Avoir raison avec
Raymond Aron, car il a beaucoup vécu, tout vu, tout compris. Les lecteurs parfois irrités, toujours fascinés, et même les anciens marxistes repentis de la guerre froide et les nouveaux philosophes lui doivent plus qu'ils ne l'avouent, et plus généralement tous les hommes d'intelligence et de liberté reconnaîtront dans les
Mémoires de ce témoin privilégié, la marque de tous les doutes, de toutes les inquiétudes et de toutes les espérances qui les habitent.
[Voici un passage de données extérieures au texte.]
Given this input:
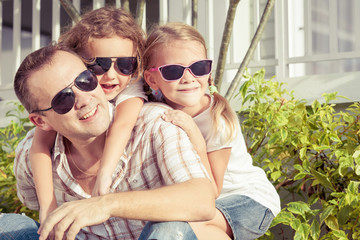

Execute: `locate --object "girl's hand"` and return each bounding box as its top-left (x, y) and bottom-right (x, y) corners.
top-left (91, 171), bottom-right (112, 197)
top-left (161, 110), bottom-right (207, 154)
top-left (161, 110), bottom-right (199, 136)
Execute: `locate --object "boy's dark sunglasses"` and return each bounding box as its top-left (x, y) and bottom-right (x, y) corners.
top-left (87, 57), bottom-right (137, 75)
top-left (31, 70), bottom-right (98, 114)
top-left (150, 60), bottom-right (212, 81)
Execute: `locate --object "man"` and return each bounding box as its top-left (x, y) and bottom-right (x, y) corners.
top-left (0, 45), bottom-right (215, 239)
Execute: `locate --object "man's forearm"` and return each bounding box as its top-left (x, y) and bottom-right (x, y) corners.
top-left (40, 178), bottom-right (215, 240)
top-left (103, 178), bottom-right (215, 221)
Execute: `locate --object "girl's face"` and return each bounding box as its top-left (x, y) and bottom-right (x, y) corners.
top-left (144, 40), bottom-right (209, 116)
top-left (85, 36), bottom-right (135, 100)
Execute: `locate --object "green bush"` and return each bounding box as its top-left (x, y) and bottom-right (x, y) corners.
top-left (238, 70), bottom-right (360, 239)
top-left (0, 102), bottom-right (38, 220)
top-left (0, 70), bottom-right (360, 239)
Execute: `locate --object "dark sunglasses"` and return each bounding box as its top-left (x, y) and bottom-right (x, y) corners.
top-left (150, 60), bottom-right (212, 81)
top-left (31, 70), bottom-right (98, 114)
top-left (87, 57), bottom-right (137, 75)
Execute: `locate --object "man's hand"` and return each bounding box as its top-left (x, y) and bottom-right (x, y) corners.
top-left (39, 196), bottom-right (110, 240)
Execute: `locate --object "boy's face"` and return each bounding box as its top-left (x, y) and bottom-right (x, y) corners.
top-left (85, 36), bottom-right (135, 100)
top-left (28, 51), bottom-right (110, 141)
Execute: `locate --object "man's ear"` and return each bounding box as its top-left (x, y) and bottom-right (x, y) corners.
top-left (29, 113), bottom-right (53, 131)
top-left (144, 70), bottom-right (159, 91)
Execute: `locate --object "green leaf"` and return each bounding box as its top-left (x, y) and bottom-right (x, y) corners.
top-left (268, 132), bottom-right (281, 145)
top-left (320, 205), bottom-right (336, 223)
top-left (310, 169), bottom-right (335, 191)
top-left (310, 219), bottom-right (320, 239)
top-left (280, 128), bottom-right (288, 142)
top-left (325, 215), bottom-right (339, 230)
top-left (338, 206), bottom-right (353, 225)
top-left (287, 201), bottom-right (311, 216)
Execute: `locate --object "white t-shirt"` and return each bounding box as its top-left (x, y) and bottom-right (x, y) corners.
top-left (193, 96), bottom-right (281, 216)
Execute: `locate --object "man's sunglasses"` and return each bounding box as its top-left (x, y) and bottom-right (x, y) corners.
top-left (87, 57), bottom-right (137, 75)
top-left (31, 70), bottom-right (98, 114)
top-left (150, 60), bottom-right (212, 81)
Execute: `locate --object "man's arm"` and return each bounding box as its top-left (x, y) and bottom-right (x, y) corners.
top-left (40, 178), bottom-right (215, 240)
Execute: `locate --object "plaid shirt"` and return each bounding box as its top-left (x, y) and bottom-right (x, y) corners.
top-left (14, 103), bottom-right (207, 239)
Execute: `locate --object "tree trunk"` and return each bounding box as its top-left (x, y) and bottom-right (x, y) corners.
top-left (60, 0), bottom-right (81, 23)
top-left (191, 0), bottom-right (198, 29)
top-left (121, 0), bottom-right (130, 12)
top-left (136, 0), bottom-right (146, 26)
top-left (215, 0), bottom-right (240, 92)
top-left (225, 0), bottom-right (275, 100)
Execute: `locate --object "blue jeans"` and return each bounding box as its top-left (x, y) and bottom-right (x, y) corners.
top-left (139, 222), bottom-right (197, 240)
top-left (0, 213), bottom-right (39, 240)
top-left (216, 195), bottom-right (274, 240)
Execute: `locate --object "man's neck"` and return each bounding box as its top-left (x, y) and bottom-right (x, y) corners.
top-left (64, 134), bottom-right (105, 182)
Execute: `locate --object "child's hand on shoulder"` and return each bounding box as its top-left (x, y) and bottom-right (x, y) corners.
top-left (91, 171), bottom-right (112, 197)
top-left (161, 110), bottom-right (198, 135)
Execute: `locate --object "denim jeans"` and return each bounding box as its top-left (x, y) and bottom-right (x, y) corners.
top-left (139, 222), bottom-right (197, 240)
top-left (216, 195), bottom-right (274, 240)
top-left (0, 213), bottom-right (39, 240)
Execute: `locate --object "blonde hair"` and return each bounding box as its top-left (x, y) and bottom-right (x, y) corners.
top-left (143, 22), bottom-right (239, 141)
top-left (59, 6), bottom-right (145, 77)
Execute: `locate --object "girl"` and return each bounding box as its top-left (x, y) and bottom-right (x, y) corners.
top-left (144, 23), bottom-right (280, 239)
top-left (30, 7), bottom-right (146, 222)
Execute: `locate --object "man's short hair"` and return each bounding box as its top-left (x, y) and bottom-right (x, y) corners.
top-left (14, 43), bottom-right (77, 113)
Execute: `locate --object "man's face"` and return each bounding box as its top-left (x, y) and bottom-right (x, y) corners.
top-left (29, 51), bottom-right (110, 141)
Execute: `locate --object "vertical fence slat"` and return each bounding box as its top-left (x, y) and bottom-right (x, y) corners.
top-left (0, 1), bottom-right (3, 85)
top-left (252, 0), bottom-right (261, 61)
top-left (274, 0), bottom-right (288, 79)
top-left (31, 0), bottom-right (40, 51)
top-left (329, 0), bottom-right (338, 54)
top-left (352, 1), bottom-right (360, 52)
top-left (13, 0), bottom-right (21, 78)
top-left (115, 0), bottom-right (121, 8)
top-left (304, 0), bottom-right (312, 56)
top-left (159, 0), bottom-right (169, 24)
top-left (205, 0), bottom-right (216, 61)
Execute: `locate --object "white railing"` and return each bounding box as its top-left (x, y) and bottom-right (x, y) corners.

Grand observateur à la fois distancé et gourmand d'une actualité hallucinante, Aron a témoigné à sa manière de la grandeur irréductible de la conscience occidentale.
Sentinelle de la liberté, il a évité en leur temps les pièges des totalitarismes nazi ou stalinien et sut dénoncer dans la vulgate marxiste alors en honneur à Saint-Germain-des -Prés, un véritable opium des intellectuels qui intoxiquaient une génération d'esprits brillants menés tambour battant par
Jean-Paul Sartre et
Simone de Beauvoir. Il a sans doute eu parfois le regret; et si ses
Mémoires s'en font l'écho de ne pas avoir été, ni un homme de plaisir comme son frère Adrien, ni un écrivain à part entière comme
Sartre ou Camu, ni un homme d'action comme
De Gaulle ou Kissinger, il a eu l'immense sagesse d'étouffer en lui ces tentations éclatées pour se consacrer exclusivement à l'exercice souverain de l'intelligence critique.